2. There is no apparent intention of Congress to confer judicial power on the Secretary of War, and authorize him to establish inferior and superior courts, with the right of appeal to himself. If such had really been the intention, it would have been expressed in plain and direct terms, and the simple fact that the Secretary of War is authorized "to prescribe rules and regulations to carry the acts of Congress into effect," which power he would have had almost by necessary implication, surely cannot, when considered calmly and uninfluenced by collateral disturbing causes, be considered sufficient to confer a power on the Secretary of War totally at variance with every principle of our government.
3. If the Secretary of War and his subordinate officers are invested with this judicial power so as to exclude the jurisdiction of the State courts, for the very same reason it would exclude the jurisdiction of the courts and judges of the Confederate States.
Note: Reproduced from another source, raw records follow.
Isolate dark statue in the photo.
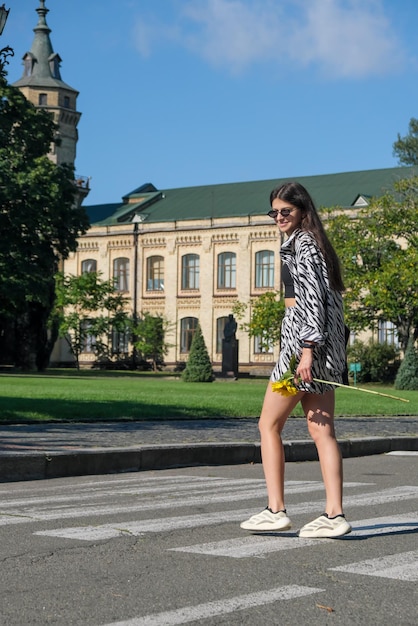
[222,315,238,378]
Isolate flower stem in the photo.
[312,378,409,402]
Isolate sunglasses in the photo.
[267,209,296,220]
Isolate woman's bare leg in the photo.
[301,391,343,517]
[258,383,304,513]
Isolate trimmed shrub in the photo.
[347,341,399,383]
[395,337,418,391]
[181,324,215,383]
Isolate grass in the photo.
[0,370,418,422]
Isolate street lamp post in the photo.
[0,3,14,76]
[0,3,10,35]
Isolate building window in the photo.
[147,256,164,291]
[112,328,131,355]
[23,55,33,76]
[80,320,96,354]
[377,320,399,348]
[81,259,97,274]
[180,317,199,352]
[181,254,200,289]
[216,317,228,354]
[254,335,273,354]
[255,250,274,287]
[218,252,237,289]
[113,257,129,291]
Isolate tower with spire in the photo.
[14,0,82,168]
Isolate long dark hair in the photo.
[270,181,345,291]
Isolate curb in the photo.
[0,436,418,482]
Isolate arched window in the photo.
[147,256,164,291]
[112,328,131,355]
[255,250,274,287]
[181,254,200,289]
[113,257,129,291]
[81,259,97,274]
[180,317,199,353]
[218,252,237,289]
[216,316,228,353]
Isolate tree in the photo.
[181,324,214,383]
[393,117,418,165]
[53,272,129,369]
[132,312,173,371]
[327,177,418,350]
[0,77,89,369]
[232,291,285,352]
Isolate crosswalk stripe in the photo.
[0,481,370,526]
[329,550,418,582]
[169,511,418,559]
[103,585,324,626]
[1,478,371,510]
[35,486,418,541]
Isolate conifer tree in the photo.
[181,324,214,383]
[395,337,418,391]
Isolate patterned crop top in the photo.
[282,263,295,298]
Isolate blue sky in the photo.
[1,0,418,204]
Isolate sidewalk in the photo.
[0,416,418,482]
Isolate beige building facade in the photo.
[54,168,409,373]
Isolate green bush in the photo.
[395,337,418,391]
[181,324,214,383]
[347,341,399,383]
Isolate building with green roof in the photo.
[55,167,412,374]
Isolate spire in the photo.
[14,0,76,89]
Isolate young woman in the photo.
[241,182,351,537]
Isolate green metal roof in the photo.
[85,167,414,225]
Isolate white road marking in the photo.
[34,498,418,540]
[103,585,324,626]
[386,450,418,456]
[169,511,418,559]
[329,550,418,582]
[0,481,370,526]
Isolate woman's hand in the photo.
[295,348,313,383]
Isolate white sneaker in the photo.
[299,513,351,539]
[240,507,292,530]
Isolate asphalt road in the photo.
[0,452,418,626]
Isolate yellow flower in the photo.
[271,374,299,397]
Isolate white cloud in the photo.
[136,0,402,78]
[289,0,401,77]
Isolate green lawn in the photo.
[0,370,418,422]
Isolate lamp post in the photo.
[0,3,14,76]
[0,3,10,35]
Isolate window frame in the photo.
[145,254,165,291]
[254,250,275,289]
[216,251,237,289]
[113,257,130,293]
[181,253,200,291]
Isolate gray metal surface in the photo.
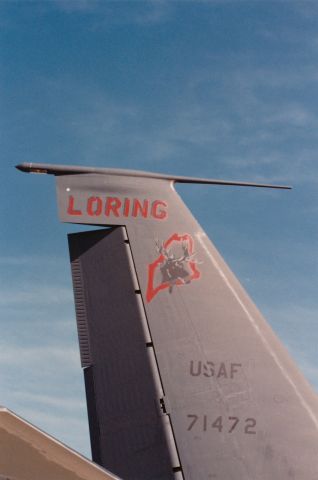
[69,228,174,480]
[18,163,318,480]
[16,163,291,190]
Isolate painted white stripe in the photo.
[195,232,318,430]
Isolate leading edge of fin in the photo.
[16,162,292,190]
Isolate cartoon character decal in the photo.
[146,233,201,303]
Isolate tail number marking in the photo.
[187,415,256,435]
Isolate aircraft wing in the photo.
[17,165,318,480]
[0,407,119,480]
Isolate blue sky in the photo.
[0,0,318,455]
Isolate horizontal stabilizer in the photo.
[0,407,120,480]
[16,163,292,190]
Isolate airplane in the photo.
[8,163,318,480]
No provision is made by which a case can be taken for review before the District Court of the Confederate States from these military judicial tribunals. Consequently the judicial department of the Government, both State and Confederate, is set aside, and the liberty of the citizen depends solely on the action of the War Department and its subordinate officers. Can (28) this be so? Surely not.
Our conclusion is that the Court has jurisdiction to discharge a citizen by the writ of habeas corpus whenever it is made to appear that he isunlawfully restrained of his liberty by an officer of the Confederate States; and that when a case is made out, the Court is bound to exercise the jurisdiction, which has been confided to it "as a sacred trust," and has no discretion and no right to be influenced by considerations growing out of the condition of our country, but must act with a single eye to the due administration of the law, according to the proper construction of the acts of Congress.